Publié le Jeudi 10 mars 2022 à 13h00.

Pour l’accueil de touTEs les réfugiéEs

En Ukraine, comme dans toute guerre, les populations civiles sont les premières victimes. Cette guerre déclenchée par l’État et l’armée russes contre l’Ukraine ne fait pas exception. Ils et elles étaient en début de semaine près d’un million et demi à avoir quitté le pays, des femmes, des enfants, des personnes âgées. Leur nombre augmente chaque jour.

Nous voyons les images de files de voitures ou de gens sautant dans les bus, ou marchant à pied avec une simple valise, contraints de tout abandonner. Poutine, dans un cynisme qui caractérise les tyrans, tout en bombardant la population, propose des couloirs pour que les réfugiéEs puissent s’enfuir, mais avec pour destinations obligées la Biélorussie ou la Russie. On sait quel sort leur sera réservé là-bas à l’arrivée ! C’est pourquoi les UkrainienEs refusent ces offres empoisonnées.

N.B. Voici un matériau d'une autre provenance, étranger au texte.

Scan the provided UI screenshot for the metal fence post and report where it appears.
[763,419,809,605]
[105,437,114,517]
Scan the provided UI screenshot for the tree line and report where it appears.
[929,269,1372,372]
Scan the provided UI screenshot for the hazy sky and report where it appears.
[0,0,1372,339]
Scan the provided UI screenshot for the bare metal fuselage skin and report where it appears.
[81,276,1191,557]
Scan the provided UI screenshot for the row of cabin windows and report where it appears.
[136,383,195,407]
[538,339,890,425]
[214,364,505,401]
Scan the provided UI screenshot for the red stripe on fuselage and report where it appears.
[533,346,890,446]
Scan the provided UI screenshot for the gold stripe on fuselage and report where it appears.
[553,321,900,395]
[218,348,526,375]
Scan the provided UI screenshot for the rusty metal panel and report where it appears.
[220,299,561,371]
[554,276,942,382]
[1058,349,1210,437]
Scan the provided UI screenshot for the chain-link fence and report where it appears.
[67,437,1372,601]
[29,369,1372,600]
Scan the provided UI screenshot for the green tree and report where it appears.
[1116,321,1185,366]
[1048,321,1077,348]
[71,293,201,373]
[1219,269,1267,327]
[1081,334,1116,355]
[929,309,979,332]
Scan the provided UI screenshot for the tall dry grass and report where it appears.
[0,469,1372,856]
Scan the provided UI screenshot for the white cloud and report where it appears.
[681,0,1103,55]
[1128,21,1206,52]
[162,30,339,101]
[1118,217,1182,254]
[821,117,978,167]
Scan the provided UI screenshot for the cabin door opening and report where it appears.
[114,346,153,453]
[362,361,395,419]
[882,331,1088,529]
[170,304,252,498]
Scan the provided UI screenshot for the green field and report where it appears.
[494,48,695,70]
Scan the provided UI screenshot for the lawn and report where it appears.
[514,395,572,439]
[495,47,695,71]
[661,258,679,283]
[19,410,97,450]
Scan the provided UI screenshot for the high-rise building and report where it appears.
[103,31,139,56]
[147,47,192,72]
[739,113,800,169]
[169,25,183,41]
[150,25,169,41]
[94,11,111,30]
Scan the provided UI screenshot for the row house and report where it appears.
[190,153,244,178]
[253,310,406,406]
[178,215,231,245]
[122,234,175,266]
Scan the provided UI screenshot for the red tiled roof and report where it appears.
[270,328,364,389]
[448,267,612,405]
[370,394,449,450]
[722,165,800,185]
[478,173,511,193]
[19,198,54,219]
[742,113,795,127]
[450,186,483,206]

Accueil… et discriminations

La majorité des exiléEs se réfugient en priorité dans les pays limitrophes, la Pologne en particulier, mais aussi parfois dans d’autres pays plus éloignés. L’accueil par les habitantEs est en général généreux, chaleureux ; les manifestations de soutien au peuple ukrainien se multiplient tant l’invasion militaire de l’Ukraine par l’armée russe a choqué, indigné, ému, bouleversé le monde entier. En France comme ailleurs, spontanément des gens s’organisent pour aider, rassembler du matériel, de la nourriture, des vêtements, des médicaments et se proposent pour accueillir des réfugiéEs. Cet élan n’arrêtera pas Poutine mais il peut encourager celles et ceux qui résistent en Ukraine et les opposantEs en Russie en leur montrant qu’ils et elles ne sont pas seulEs.

Mais des discriminations ont été dénoncées, des réfugiéEs d’origine africaine ou arabe étant bloqués à la frontière ukrainienne ou non acceptés en Pologne. Il faut aussi remarquer que les préjugés racistes étant tenaces, ils frappent les journalistes comme une partie de la société. Certains évoquent ainsi l’émotion de voir des « Européens aux cheveux blonds et aux yeux bleus » se faire tuer (un officiel ukrainien sur la BBC), d’autres une « immigration de grande qualité, dont on pourra tirer profit » (le président de la commission des Affaires étrangères à l’Assemblée nationale sur Europe 1), ou encore une « ville relativement civilisée, relativement européenne » (un correspondant sur CBS).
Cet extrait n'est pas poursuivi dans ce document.